The inclusion of Sunday trading reform as part of the Enterprise Bill is welcome. It gives retailers new hope that the government will press ahead with measures to allow large shops the opportunity to extend Sunday trading hours in the capital and other English cities, writes Jace Tyrrell, chief executive of New West End Company.
It is imperative that politicians vote for this bill: there is a lot at stake for retailers, staff and shoppers. Independent research shows that two extra hours of Sunday trading in the West End and Knightsbridge alone would generate an estimated £260m.
Last year, some of the biggest retailers in London, including Fenwick, Arcadia Group, Selfridges, Harvey Nichols and Harrods, together with New West End Company, pledged the creation of an additional 2,000 new jobs annually if they can open for just that bit longer on Sundays.
While the extension of shopping hours makes economic sense, traditionalists have claimed shop workers themselves would not support it. With this in mind we commissioned research from polling firm ComRes. The survey found nearly two-thirds (64%) of those working in the West End and Knightsbridge support plans for the option of extended hours.
Even more (66%) said they would appreciate the opportunity to work extra hours for additional pay. Many of those surveyed already work on Sundays. If London is to compete on the global retail stage, we need to make stores open and available for visitors when they want to shop. Other global shopping destinations already have long Sunday opening hours. In Hong Kong, for example, shops typically open from
10am to 10pm. International visitors to London expect a similar service. Retail workers understand this, and nearly four in five (77%) agree that London needs more flexible trading hours to accommodate tourists.

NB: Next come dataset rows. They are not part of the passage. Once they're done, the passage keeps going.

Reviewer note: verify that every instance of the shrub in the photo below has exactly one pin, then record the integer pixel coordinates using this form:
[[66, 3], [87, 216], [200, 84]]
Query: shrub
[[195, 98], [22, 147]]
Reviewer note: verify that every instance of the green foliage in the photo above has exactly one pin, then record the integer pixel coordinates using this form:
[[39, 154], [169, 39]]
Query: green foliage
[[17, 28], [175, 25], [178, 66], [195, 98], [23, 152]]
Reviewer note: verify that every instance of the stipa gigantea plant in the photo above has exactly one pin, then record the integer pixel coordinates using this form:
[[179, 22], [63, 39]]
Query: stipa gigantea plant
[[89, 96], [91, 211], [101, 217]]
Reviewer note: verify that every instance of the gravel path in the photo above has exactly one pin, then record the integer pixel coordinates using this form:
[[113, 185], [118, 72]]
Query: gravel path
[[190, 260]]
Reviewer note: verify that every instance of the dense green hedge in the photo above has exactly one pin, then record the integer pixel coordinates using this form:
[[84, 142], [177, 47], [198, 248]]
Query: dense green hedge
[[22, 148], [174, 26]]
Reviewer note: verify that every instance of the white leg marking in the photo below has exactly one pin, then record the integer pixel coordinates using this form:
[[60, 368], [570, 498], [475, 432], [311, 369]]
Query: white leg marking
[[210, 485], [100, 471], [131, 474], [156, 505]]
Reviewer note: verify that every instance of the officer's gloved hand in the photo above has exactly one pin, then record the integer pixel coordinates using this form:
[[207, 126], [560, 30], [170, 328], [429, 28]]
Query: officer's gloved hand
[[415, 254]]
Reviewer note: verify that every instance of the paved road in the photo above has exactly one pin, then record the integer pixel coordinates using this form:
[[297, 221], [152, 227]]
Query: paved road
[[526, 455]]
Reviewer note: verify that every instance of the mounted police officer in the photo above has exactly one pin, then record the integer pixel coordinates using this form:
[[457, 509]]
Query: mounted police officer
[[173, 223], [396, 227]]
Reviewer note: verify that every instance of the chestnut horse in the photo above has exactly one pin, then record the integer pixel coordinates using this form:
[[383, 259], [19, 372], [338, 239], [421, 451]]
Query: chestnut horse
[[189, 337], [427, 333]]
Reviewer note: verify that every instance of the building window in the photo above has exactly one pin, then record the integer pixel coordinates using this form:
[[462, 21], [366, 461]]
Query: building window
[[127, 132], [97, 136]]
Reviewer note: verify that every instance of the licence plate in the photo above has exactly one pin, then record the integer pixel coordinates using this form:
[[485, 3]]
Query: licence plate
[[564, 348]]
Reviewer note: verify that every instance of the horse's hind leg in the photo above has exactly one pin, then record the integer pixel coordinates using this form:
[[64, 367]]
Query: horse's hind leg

We recognise that the argument for extended trading in the West End of London may not apply everywhere. One size may not fit all. So we would support the decision being made by
locally elected officials. That way measures can be taken to protect local shops without forcing tourists to choose between shopping on Oxford Street or visiting the National Gallery or the British Museum.
All independent polling shows the same thing: shop workers and non-shop workers, churchgoers and non-church goers, all support flexibility for stores on a Sunday. But although the amendments have been tabled, the fight for reforming Sunday trading laws is not yet over.
Now the bill is in committee stage, it is more important than ever that those in favour support the government’s amendment and that it passes into law. It is good for retailers, their workers and London. We can’t let those who would block progress win the day.